Decades later, with segregation and inequities still extreme in Milwaukee, 2022 polling suggested Black Democrats in Milwaukee County were somewhat more likely to support charter schools than not, though movements for charter school expansion are largely funded and driven by conservatives. Proponents argue that charter schools bring competition for traditional public schools, encourage innovation and produce higher test scores or college enrollment rates. Some accuse public school districts and their teachers of pushing leftist messaging in curriculum.

Those who oppose independently operated charter schools argue the schools pull resources away from school districts, as state funding largely follows the student. They point out that charter schools tend to serve fewer students with disabilities, leaving other public schools with comparatively higher special education costs. Teachers unions have also opposed independently operated charter schools as the staff are cut off from the union for district staff.

Some who oppose independently operated charter schools say all charter schools should be district-run, which would mean keeping funding in the district, staff under district unions, and more direct accountability to elected officials. Milwaukee Public Schools operates five charter schools under that model.

In 2022, Republicans in the state Legislature passed bills that would have created a new state board that could authorize charter schools as well as required all authorizers to allow charter school operators to open more schools if they received high marks from the DPI.

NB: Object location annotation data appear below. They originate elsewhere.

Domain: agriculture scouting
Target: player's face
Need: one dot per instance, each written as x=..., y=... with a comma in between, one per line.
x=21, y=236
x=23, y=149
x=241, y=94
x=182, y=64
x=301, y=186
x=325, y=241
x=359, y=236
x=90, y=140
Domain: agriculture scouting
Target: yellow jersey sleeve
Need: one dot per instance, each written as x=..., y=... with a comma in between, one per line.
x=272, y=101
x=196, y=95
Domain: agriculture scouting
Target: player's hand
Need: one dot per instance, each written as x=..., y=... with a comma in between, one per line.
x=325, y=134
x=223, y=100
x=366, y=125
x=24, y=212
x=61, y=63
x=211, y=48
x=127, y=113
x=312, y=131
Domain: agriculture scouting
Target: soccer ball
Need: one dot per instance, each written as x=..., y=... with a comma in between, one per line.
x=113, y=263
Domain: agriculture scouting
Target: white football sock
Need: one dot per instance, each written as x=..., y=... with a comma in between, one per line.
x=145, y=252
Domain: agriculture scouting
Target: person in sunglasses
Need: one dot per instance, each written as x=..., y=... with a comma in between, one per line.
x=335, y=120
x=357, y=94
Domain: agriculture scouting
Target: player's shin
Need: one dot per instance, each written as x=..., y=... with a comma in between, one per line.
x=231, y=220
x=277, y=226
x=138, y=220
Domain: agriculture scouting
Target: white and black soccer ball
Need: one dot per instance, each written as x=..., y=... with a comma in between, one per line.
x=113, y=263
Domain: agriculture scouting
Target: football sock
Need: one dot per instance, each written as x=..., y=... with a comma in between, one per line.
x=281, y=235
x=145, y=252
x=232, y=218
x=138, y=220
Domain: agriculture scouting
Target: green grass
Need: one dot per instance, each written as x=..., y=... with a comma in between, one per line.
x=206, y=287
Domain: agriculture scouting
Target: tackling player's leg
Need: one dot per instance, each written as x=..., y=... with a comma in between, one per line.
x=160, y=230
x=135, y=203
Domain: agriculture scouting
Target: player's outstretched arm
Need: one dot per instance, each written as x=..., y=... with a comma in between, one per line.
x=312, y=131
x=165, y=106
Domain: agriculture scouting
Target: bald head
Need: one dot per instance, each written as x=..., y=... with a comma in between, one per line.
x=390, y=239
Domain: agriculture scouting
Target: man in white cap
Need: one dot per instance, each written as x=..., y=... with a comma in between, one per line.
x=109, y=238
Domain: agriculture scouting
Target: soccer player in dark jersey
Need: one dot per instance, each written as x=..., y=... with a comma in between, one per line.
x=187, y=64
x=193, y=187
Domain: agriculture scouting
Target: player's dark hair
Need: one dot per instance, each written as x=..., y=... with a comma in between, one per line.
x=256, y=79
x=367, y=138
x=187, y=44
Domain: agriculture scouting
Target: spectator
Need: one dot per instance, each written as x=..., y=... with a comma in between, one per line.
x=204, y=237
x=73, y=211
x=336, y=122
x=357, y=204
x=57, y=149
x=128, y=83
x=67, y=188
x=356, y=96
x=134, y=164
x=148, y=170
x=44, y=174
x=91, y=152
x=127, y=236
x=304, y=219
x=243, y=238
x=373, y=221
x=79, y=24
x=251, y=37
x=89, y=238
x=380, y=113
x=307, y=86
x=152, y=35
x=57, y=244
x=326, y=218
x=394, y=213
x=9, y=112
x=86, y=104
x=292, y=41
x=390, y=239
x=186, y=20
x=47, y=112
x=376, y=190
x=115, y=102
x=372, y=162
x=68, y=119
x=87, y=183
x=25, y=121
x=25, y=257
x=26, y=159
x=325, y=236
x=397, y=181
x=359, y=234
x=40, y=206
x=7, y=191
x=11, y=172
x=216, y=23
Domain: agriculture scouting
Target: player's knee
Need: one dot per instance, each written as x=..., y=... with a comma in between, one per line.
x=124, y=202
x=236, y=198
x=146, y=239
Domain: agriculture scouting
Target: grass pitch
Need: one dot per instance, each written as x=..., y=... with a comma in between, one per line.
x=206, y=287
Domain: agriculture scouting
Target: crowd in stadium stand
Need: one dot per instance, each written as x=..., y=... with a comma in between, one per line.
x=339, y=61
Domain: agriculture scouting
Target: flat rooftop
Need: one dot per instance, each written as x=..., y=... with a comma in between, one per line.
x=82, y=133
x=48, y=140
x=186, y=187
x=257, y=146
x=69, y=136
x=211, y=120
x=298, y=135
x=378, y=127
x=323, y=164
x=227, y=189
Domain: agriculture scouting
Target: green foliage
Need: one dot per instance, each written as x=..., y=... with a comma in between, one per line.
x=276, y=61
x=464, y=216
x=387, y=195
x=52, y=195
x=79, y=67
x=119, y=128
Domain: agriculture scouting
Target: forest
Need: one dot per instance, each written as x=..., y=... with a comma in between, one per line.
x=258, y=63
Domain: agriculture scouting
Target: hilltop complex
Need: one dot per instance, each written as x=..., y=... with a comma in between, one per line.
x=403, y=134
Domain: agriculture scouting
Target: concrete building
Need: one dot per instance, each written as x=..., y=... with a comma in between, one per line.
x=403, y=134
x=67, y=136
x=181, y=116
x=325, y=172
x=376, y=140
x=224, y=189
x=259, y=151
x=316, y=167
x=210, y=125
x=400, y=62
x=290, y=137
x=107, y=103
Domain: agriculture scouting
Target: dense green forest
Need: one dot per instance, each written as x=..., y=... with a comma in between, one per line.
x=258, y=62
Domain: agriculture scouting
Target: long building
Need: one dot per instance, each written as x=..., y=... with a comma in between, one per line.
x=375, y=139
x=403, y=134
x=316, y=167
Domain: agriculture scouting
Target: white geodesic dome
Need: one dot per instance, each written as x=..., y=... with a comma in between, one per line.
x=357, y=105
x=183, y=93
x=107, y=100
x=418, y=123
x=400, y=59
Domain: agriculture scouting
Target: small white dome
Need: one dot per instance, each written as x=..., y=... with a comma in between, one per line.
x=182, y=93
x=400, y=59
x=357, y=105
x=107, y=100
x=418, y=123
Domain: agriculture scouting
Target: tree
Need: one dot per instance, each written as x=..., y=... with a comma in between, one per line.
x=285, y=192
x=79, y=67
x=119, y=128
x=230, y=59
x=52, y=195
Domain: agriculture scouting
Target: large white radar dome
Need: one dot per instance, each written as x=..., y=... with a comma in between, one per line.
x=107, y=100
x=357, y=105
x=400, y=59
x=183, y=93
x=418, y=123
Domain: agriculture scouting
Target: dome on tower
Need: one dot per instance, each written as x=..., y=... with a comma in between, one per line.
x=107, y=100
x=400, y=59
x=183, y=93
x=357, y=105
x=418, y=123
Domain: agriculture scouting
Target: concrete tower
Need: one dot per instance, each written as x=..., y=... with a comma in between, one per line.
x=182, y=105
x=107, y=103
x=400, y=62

Democratic Gov. Tony Evers vetoed the bills, arguing they would “usurp the local authority of elected school board members.”

How do I learn more if I’m interested in a charter school?

The Wisconsin Resource Center for Charter Schools operates a directory of charter schools and a guide for enrollment.

You can explore data about schools, like test scores and graduation rates on the state Department of Public Instruction’s WISEdash portal. For schools chartered by school districts, filter for the district and then the school name. For independent charters, the school name will be the district name. Similar information is available on the DPI's report cards.